Second, Challies implies an inadequate view of inspiration that hints at a distorted relationship between the divine and human author of Scripture. The title of his post is “God Didn’t Write a Book.” He explains the meaning of the title in his introduction: “The Bible is a book—God’s book. Even a child knows this, right? Except that the Bible isn’t a book. Not really.” Challies argues that the Bible is not a book, and hence it is incorrect to assert that God wrote a book. Yet this implies, conversely, that God did write the Bible or was, in a way of speaking, the exclusive or primary agent in the writing of Scripture. Although portions of the Law are described as having been written by God (Exod 31:18; 32:16), the vast majority of Scripture originates through the writing of divinely-superintended human authors. Challies’s brief allusion to inspiration amounts to a variation of the dictation theory or, worse, a view of Scripture analogous to the Mormon doctrine of special revelation as divine bequeathal. The traditional understanding affirms, instead, that the Holy Spirit superintended the human authors of Scripture by means of a sovereign, concurrent relationship. The apostle Paul describes this process in 1 Cor 2:13: “This is what we speak, not in words taught us by human wisdom but in words taught by the Spirit, explaining spiritual realities with Spirit-taught words” (NIV).  Paul’s phrase “Spirit-taught words” suggests neither mechanical dictation nor mere divine influence. Rather, it affirms that the Spirit guided Paul and the other biblical writers in the verbalization of Scripture such that there was a living integration of divine truth with the individual person, style, and vocabulary of the writer. God “carried along” the biblical writers (2 Pet 1:21) as they wrote the God-breathed Word of God.

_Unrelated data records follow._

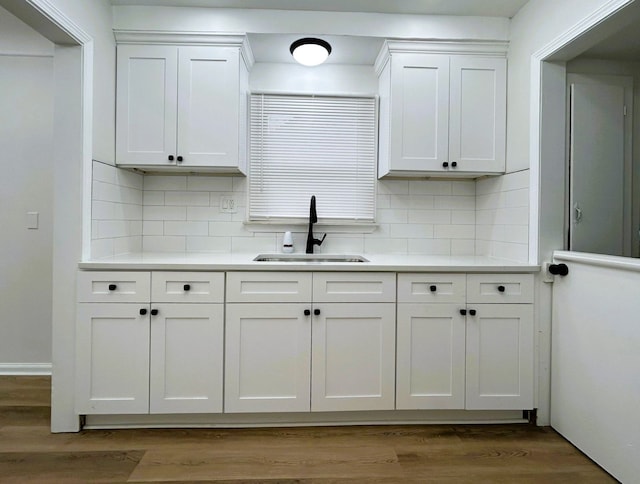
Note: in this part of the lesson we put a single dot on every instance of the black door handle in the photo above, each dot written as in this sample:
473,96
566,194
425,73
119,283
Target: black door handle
559,269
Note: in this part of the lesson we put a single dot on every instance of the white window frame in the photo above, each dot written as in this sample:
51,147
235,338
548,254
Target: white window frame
295,192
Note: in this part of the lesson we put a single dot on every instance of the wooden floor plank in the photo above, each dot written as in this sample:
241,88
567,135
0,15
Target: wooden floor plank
406,454
67,467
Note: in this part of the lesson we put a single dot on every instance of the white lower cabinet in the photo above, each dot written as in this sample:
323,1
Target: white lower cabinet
268,358
148,357
469,354
300,353
112,358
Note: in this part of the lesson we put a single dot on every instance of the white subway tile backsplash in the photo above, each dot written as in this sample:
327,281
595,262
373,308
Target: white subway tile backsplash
165,183
187,199
186,228
210,183
209,244
182,213
152,243
164,213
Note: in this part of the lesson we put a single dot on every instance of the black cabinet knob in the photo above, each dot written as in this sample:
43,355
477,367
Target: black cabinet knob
559,269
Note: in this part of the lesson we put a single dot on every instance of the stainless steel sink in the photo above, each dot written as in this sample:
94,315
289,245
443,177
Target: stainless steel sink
309,258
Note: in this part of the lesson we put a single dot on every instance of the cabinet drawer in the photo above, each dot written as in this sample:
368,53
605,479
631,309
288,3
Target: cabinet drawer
268,287
194,287
431,288
500,288
354,287
114,286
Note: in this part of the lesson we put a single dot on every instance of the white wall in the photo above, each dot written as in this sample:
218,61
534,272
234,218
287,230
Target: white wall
26,101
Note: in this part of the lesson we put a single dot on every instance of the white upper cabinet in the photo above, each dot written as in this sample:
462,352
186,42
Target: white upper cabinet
181,106
441,114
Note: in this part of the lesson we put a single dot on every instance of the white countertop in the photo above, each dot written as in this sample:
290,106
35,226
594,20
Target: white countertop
245,262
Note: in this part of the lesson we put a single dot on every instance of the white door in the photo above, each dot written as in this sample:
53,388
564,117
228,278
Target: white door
267,357
186,358
599,173
477,110
430,371
146,98
112,358
499,357
353,357
419,112
208,106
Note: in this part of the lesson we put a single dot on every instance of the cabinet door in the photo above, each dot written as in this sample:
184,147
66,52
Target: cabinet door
431,357
147,78
353,357
186,358
267,358
500,357
112,358
208,106
419,112
477,136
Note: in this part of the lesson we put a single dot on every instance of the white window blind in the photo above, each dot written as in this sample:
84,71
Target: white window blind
312,145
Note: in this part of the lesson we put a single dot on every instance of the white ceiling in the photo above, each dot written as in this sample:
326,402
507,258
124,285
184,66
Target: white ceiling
487,8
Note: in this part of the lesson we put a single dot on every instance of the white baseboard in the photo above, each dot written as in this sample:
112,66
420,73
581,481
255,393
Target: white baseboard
25,369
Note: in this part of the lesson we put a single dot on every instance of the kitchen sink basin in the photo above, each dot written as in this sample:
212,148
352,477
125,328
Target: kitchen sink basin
309,258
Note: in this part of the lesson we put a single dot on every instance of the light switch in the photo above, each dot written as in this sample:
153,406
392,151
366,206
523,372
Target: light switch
32,220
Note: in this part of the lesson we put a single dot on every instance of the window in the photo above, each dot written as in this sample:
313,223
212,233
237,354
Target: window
312,145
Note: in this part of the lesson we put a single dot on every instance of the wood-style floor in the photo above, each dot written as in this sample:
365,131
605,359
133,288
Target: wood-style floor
29,453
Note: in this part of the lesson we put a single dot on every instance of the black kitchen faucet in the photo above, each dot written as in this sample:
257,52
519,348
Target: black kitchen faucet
313,218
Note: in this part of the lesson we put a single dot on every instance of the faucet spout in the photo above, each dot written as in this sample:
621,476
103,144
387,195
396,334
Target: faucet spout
313,218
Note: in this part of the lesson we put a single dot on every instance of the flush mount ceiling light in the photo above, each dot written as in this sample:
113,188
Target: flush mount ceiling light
310,51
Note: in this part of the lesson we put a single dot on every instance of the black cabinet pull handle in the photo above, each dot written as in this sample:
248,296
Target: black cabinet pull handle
559,269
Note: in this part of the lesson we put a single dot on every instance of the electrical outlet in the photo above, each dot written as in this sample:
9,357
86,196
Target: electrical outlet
228,204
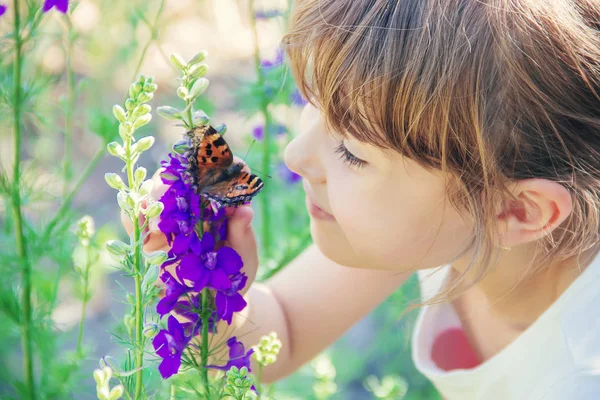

Third, Challies blurs the categories within special revelation. Traditionally understood, special revelation consists of a number of elements, including miracles (Exod 5:1–2), the lives of believers (2 Cor 3:2–3), the person of Jesus Christ (Heb 1:2), and the Bible (Heb 1:1). The Bible is thus a subset of special revelation as one of its channels, albeit a primary one. Challies tends to conflate these categories, however, and thus equivocates on the nature of the term Bible (he equates the Bible at times with the printed book and at times with Scripture). He suggests that the Bible in its original state consisted of events and conversations remembered and related by believers to one another, thus merging several channels of special revelation (e.g., miracles, the lives of believers, and the Bible) into a catch-all category labeled, “the Bible.” This nebulous categorization fails to present the Bible clearly in its essential form as written and authoritative revelation.

Challies offers a helpful corrective to those who mistakenly assume that the Bible has always existed as a printed book. His corrective falls short, however, of a clear and thorough presentation of the nature of Scripture. Jesus’ own affirmation that “the Scripture cannot be broken” (John 10:35) underscores the necessity of a proper understanding of what the Bible is. We must take care that we present the doctrine of Scripture clearly and carefully so that we do not undermine its authority and credibility.